Para peneliti biasanya menggunakan tiga bentuk pengukuran untuk menyatakan konservatisme, yaitu (Watts, 2003 dalam Widya 2004:19):

a. Net asset measure

Ukuran ini digunakan untuk menilai nilai aset yang understatement dan kewajiban yang overstatement. Proksi pengukuran ini menggunakan rasio market to book value of equity yang mencerminkan nilai pasar ekuitas relatif terhadap nilai buku ekuitas perusahaan.

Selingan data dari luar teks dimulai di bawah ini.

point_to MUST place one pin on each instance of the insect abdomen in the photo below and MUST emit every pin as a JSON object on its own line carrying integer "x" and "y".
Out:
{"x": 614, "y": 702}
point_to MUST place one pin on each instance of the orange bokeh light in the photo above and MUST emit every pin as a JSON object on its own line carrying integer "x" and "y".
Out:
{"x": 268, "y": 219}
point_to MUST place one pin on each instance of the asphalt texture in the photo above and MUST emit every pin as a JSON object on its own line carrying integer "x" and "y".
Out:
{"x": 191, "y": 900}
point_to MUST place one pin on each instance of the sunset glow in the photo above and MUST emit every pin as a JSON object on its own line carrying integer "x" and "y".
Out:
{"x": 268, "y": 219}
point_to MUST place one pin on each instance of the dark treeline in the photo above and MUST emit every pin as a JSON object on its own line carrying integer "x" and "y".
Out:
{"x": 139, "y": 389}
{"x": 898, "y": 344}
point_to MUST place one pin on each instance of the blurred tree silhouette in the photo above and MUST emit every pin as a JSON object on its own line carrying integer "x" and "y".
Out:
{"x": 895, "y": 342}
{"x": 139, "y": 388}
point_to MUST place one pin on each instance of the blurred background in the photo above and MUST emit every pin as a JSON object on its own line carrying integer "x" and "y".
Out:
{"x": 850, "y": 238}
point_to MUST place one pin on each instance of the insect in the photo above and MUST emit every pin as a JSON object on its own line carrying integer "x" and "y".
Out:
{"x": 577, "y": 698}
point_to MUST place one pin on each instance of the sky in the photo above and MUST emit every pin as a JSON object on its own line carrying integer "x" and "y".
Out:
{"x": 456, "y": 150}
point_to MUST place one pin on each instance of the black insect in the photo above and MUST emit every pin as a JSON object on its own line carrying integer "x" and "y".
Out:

Rasio yang bernilai lebih dari 1, mengindikasikan penerapan akuntansi yang konsevatif karena perusahaan mencatat nilai perusahaan lebih rendah dari nilai pasarnya.

b. Earning/stock relation measure

Stock market price berusaha untuk merefleksikan perubahan nilai aset pada saat terjadinya perubahan baik perubahan atas rugi ataupun laba dalam nilai asset-stock return tetap berusaha untuk melaporkannya sesuai dengan waktunya. Pengembalian saham dan earnings cenderung merefleksikan kerugian dalam periode yang sama, tapi pengembalian saham merefleksikan keuntungan lebih cepat daripada earnings.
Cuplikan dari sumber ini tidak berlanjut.